He ground his teeth and shook his hands overhead; then, under the impulse of another idea, he walked away and back again to Ben-Hur swiftly, and caught his shoulder with a strong grasp.

“If I were as thou, son of Arrius- as young, as strong, as practised in arms; if I had a motive hissing me to revenge- a motive, like thine, great enough to make hate holy.- Away with disguise on thy part and on mine! Son of Hur, son of Hur, I say- ”

At that name all the currents of Ben-Hur’s blood stopped; surprised, bewildered, he gazed into the Arab’s eyes, now close to his, and fiercely bright.

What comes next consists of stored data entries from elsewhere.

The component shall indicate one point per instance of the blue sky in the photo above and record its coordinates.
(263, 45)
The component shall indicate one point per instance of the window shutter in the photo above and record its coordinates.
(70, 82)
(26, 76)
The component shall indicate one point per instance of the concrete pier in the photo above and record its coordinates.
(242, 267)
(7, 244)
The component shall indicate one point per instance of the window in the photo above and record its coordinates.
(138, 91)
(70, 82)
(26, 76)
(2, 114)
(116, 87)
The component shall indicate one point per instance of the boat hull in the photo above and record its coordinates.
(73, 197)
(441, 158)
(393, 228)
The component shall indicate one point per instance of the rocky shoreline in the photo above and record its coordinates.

“Son of Hur, I say, were I as thou, with half thy wrongs, bearing about with me memories like thine, I would not, I could not, rest.” Never pausing, his words following each other torrent-like, the old man swept on. “To all my grievances, I would add those of the world, and devote myself to vengeance. From land to land I would go firing all mankind. No war for freedom but should find me engaged; no battle against Rome in which I would not bear a part. I would turn Parthian, if I could not better. If men failed me, still I would not give over the effort- ha, ha, ha! By the splendour of God! I would herd with wolves, and make friends of lions and tigers, in hope of marshalling them against the common enemy. I would use every weapon. So my victims were Romans, I would rejoice in slaughter. Quarter I would not ask; quarter I would not give. To the flames everything Roman; to the sword every Roman born. Of nights I would pray the gods, the good and the bad alike, to lend me their special terrors- tempests, drought, heat, cold, and all the nameless poisons they let loose in air, all the thousand things of which men die on sea and on land. Oh, I could not sleep. I- I- ”

The sheik stopped for want of breath, panting, wringing his hands. And, sooth to say, of all the passionate burst Ben-Hur retained but a vague impression wrought by fiery eyes, a piercing voice, and a rage too intense for coherent expression.

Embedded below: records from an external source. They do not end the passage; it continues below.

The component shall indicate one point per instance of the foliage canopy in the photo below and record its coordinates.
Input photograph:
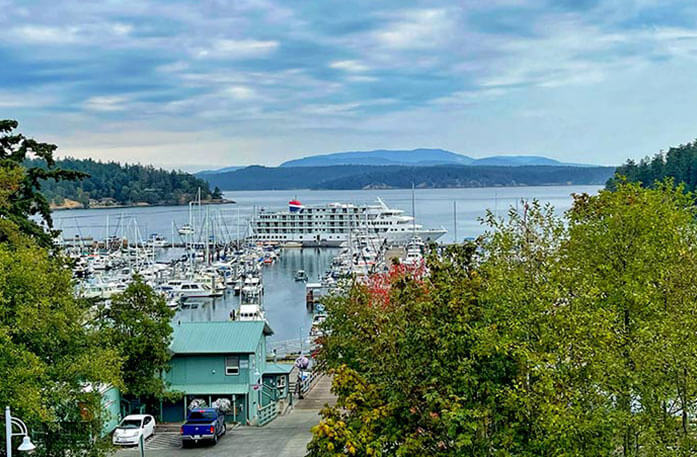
(548, 336)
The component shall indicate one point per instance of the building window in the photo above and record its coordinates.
(232, 366)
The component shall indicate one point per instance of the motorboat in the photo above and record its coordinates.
(300, 275)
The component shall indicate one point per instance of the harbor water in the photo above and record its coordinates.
(284, 298)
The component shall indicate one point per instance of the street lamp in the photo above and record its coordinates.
(257, 376)
(26, 445)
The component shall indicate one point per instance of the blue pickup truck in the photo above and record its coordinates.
(203, 424)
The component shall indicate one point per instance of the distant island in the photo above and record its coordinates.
(111, 184)
(418, 157)
(423, 168)
(349, 177)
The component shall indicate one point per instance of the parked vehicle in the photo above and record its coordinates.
(131, 428)
(203, 424)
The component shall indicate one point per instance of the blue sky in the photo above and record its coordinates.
(201, 84)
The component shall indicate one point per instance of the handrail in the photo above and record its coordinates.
(266, 414)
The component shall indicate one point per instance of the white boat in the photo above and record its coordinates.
(331, 224)
(300, 275)
(187, 289)
(157, 241)
(251, 313)
(186, 230)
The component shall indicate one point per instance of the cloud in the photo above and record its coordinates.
(417, 29)
(106, 103)
(37, 34)
(269, 77)
(237, 49)
(353, 66)
(240, 92)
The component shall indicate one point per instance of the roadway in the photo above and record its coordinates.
(285, 436)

For the first time in years, the desolate youth heard himself addressed by his proper name. One man at least knew him, and acknowledged it without demand of identity; and he an Arab fresh from the desert! How came the man by his knowledge? The letter? No. It told the cruelties from which his family had suffered; it told the story of his own misfortunes, but it did not say he was the very victim whose escape from doom was the theme of the heartless narrative. That was the point of explanation he had notified the sheik would follow the reading of the letter. He was pleased, and thrilled with hope restored, yet kept an air of calmness.